Parfois j’anticipe des choses. Je me trompe souvent. Mais parfois j’anticipe des choses.

Comme la fois où les filles au dernier rang de l’amphithéâtre se regardaient le nombril parce que c’était septembre et qu’elles étaient encore à moitié nues et qu’elles étaient fières d’avoir obéi à un diktat à la mode, celui de la mode, précisément, du piercing dans le nombril. L’année d’après, c’était le bas du dos et le tatouage ethnique. J’en concluais sans en être bien certain, à la fin de l’intimité et à la marchandisation du corps, et sans avoir le courage d’un Baudrillard pour en faire un livre avec beaucoup de pages redondantes.

Depuis quatre ou cinq ans, j’attends le messie.

Mon messie, ce serait un étudiant la vingtaine qui me dirait : "Moi, je ne lirais jamais un livre". Non. Pas de conditionnel : "Moi, je ne lirai jamais un livre".

Mon messie est arrivé l’année dernière en cours. Après lui avoir donné quelques références qu’il s’empressa de ne pas noter, et devant mon faux-étonnement puisque rien ne m’étonne, il lança ma phrase prémonitoire. "Moi, je ne lirai jamais un livre".

J’ai répondu :

Ça fait cinq ans que je vous attends.

Et je suis parti de l’une de ces diatribes inutiles mais bien moins chères que le divan des charlatans. Je lui ai dit (il reste du Bourdieu en moi), je lui ai dit que ça n’était pas de sa faute s’il était non seulement très con (c’est-à-dire bête ET fier de l’être), mais aussi vide, totalement vide, aussi vide que ce qu’en aurait dit un Lipovetski par exemple. Je lui ai dit que tout a été préparé pour que son cerveau humain ne résiste pas à la pression permanente du Coca-Cola™ et d’autres multinationales afin qu’il ait l’impression de se nourrir et d’être quelqu’un, alors qu’être quelqu’un ce devrait justement être le contraire. Je lui ai dit que la rébellion qu’il pensait représenter parce qu’il était jeune et qu’il pensait que je ne l’étais plus était l’illusion de son cœur et de ses artères mais que dans le fond, il ne pourrait pas me suivre en vélo dans le Ventoux, plus parce qu’il était incapable d’apprécier le paysage que pour tout autre raison.

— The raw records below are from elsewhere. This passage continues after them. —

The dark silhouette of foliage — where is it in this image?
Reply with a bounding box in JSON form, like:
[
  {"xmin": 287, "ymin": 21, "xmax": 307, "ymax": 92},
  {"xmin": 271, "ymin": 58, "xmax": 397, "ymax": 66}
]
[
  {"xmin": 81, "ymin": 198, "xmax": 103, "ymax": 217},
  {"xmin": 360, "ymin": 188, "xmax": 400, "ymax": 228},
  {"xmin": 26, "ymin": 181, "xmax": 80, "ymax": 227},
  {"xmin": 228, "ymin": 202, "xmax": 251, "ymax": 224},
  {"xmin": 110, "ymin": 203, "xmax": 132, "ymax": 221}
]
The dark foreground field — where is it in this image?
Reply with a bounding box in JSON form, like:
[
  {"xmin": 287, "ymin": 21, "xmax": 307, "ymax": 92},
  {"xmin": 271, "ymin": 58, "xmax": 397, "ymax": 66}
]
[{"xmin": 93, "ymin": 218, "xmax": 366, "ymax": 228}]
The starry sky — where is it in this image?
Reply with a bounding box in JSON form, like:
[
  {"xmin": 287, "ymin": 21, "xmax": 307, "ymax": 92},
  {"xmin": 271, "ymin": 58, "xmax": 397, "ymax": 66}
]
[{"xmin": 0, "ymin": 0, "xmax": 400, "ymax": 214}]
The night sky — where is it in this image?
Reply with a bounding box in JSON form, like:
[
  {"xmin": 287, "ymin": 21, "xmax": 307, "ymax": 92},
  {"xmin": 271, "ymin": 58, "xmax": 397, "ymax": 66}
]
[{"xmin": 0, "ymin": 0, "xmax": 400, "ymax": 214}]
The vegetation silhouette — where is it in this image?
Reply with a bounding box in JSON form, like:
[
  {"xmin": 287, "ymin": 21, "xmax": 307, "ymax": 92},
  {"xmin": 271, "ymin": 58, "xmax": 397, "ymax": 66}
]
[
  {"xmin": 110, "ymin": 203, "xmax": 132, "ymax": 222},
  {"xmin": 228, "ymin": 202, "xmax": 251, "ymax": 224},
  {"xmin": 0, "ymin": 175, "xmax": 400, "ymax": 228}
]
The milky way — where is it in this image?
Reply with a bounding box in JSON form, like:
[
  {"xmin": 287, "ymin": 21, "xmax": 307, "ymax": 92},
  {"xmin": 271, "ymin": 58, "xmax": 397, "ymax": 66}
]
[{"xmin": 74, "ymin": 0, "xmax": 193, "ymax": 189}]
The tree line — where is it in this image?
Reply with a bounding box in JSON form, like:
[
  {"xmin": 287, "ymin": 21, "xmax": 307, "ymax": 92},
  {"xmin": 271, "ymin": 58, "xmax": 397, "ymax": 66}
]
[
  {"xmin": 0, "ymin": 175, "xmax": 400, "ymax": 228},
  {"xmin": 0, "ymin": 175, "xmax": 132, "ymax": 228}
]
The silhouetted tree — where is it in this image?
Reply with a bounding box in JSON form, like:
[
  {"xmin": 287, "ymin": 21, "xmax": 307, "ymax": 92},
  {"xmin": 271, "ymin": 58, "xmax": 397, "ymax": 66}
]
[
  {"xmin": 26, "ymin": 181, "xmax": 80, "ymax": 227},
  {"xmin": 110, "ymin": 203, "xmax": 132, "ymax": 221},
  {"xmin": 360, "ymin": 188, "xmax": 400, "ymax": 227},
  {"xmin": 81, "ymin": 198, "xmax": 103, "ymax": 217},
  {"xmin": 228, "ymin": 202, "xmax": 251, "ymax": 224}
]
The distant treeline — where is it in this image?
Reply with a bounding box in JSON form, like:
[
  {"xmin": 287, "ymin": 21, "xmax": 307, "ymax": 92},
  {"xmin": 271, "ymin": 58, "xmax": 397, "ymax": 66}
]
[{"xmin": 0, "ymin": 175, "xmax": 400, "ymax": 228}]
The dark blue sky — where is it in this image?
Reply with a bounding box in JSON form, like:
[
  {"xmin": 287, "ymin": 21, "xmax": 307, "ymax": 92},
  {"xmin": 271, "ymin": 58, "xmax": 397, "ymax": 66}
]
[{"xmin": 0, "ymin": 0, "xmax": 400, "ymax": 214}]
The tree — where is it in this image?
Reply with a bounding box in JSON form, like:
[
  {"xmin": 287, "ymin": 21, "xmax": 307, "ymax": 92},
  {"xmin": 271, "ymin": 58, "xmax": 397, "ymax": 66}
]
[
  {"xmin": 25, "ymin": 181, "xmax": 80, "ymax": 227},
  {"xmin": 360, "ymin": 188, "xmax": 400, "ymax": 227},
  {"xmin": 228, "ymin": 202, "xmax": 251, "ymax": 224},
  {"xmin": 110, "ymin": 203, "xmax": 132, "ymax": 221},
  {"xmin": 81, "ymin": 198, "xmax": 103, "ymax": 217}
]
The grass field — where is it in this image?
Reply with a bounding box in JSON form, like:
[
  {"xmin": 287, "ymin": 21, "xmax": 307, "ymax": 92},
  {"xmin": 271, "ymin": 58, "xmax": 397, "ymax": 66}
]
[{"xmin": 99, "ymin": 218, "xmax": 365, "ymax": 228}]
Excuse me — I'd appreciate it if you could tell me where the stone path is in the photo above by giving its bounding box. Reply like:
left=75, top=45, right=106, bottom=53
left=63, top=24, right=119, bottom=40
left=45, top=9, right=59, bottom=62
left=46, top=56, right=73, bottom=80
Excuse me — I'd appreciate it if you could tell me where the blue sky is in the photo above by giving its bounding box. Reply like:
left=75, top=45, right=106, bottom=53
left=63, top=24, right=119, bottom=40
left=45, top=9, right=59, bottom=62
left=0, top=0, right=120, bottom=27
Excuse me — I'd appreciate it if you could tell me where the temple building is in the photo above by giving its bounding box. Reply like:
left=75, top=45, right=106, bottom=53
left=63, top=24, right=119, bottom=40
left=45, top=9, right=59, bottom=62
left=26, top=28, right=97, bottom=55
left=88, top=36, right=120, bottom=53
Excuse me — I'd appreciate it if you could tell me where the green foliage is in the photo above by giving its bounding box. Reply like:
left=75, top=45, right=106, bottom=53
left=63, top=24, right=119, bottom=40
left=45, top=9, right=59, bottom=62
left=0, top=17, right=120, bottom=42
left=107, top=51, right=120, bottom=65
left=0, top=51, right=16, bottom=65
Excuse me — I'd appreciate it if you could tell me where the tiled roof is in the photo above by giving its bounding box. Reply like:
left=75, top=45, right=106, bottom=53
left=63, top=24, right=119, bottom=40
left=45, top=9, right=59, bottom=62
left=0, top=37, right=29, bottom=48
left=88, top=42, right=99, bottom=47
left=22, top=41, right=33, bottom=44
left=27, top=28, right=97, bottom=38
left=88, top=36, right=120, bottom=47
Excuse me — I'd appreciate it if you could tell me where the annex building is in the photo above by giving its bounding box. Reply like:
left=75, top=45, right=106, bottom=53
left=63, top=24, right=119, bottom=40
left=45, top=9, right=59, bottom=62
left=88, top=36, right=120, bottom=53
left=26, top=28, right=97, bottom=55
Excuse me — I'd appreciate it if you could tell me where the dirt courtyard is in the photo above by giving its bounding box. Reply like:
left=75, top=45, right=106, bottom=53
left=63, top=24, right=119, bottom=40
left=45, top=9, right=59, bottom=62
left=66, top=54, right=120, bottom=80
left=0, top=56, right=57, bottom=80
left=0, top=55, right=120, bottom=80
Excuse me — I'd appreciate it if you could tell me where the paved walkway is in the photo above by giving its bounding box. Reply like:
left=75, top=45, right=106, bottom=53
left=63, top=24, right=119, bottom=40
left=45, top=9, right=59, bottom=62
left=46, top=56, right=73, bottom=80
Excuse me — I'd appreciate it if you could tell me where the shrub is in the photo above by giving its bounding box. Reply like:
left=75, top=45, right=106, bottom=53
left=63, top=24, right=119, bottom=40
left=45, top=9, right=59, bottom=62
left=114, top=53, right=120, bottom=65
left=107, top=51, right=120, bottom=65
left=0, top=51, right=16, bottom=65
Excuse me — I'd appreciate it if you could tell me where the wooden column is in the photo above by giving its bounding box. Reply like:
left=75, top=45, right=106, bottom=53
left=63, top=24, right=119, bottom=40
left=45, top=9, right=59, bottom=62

Ne pas lire et s’y croire : Aznavour sans parole ni musique, juste une affiche et des pixels, mais rien d’autre. Le messie, le premier non seulement à assumer l’ignorance, mais aussi à la revendiquer comme le droit d’être libre et détaché, d’être comme tout le monde : formaté dans le plaisir.

C’était donc ça.

Il faudrait un nouveau Huxley, un Ira Levin ou un Orwell post-moderne pour écrire tout cela, dans un récit haletant avec plein d’effets spécieux et surtout de la 3D. Mais ceux-là avaient encore un public éduqué quelque part alors qu’aujourd’hui, il ne nous reste que les prisonniers Chinois....

Je me suis mis à rêvasser en bavassant des choses sans intérêt.

Puis j’ai fini mon cours.

Une étudiante m’a proposé de m’offrir un café pour me remonter le moral, et m’a demandé ce qu’elle pourrait lire pour ne pas finir comme Nabila, tant la pression était forte. Puis j’ai éteint la lumière, je le jure : tout est vrai.